Re: crash on git diff-tree -Ganything <tree> for new files with textconv filter

Jeff King <peff@xxxxxxxx> · Tue, 30 Oct 2012 09:12:22 -0400

On Tue, Oct 30, 2012 at 09:46:01PM +0900, Junio C Hamano wrote:

> (1) sounds attractive for more than one reason. In addition to
> avoidance of this issue, it would bring bug-to-bug compatibility
> across platforms.

Yeah. I mentioned breaking the build for people who would now need to
turn on NO_REGEX. But the only reason to do that is to let people on
glibc systems use the system version of the tools. A much saner approach
would be to just always build with our compat regex, and turn NO_REGEX
into a no-op. We already do the same thing for kwset.

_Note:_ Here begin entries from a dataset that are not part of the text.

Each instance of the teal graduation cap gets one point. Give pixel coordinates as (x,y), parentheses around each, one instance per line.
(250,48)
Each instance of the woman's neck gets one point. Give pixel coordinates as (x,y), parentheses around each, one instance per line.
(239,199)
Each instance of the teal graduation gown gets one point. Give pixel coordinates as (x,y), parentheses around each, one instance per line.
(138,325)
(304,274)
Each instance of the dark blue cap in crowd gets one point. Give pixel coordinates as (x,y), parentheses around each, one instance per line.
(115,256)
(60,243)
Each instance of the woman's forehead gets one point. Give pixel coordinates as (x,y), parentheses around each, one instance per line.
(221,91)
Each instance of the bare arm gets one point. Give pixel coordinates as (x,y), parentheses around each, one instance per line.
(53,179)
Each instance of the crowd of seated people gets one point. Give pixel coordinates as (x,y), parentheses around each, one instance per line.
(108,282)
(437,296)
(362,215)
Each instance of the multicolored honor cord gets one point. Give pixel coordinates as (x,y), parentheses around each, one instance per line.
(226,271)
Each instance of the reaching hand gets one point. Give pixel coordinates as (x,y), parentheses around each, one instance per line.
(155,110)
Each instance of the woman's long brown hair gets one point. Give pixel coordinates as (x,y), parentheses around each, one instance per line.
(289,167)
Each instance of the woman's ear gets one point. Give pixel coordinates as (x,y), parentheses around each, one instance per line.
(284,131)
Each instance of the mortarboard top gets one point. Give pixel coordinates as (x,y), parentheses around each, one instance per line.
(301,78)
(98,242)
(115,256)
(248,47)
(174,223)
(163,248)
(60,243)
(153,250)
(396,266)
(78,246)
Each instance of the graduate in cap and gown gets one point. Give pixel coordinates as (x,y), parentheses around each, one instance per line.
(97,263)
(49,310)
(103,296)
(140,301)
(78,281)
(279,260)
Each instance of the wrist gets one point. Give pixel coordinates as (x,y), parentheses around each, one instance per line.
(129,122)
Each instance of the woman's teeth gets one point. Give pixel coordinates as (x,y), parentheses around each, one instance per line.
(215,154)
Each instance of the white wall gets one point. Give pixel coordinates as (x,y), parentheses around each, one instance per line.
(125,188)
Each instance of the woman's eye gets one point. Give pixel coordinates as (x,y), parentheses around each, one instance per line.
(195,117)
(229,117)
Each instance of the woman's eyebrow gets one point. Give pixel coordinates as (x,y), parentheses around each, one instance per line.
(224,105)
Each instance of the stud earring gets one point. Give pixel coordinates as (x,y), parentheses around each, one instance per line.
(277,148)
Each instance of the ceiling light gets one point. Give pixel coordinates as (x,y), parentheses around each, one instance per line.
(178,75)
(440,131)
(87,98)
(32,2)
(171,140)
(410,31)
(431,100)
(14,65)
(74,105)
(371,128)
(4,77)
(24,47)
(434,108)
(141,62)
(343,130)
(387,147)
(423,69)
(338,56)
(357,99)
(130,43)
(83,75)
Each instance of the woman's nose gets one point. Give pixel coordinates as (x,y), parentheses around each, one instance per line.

> (4), if we can run grep on streaming data (tweak interface we have for
> checking out a large blob to the working tree), would let us work on
> dataset larger than fit in core. Even though it would be much more
> work, it might turn out to be a better option in the longer run.

Agreed, that would be nice. It's potentially a lot of work, but we could
probably get by with a special streaming version of diff_populate_filespec.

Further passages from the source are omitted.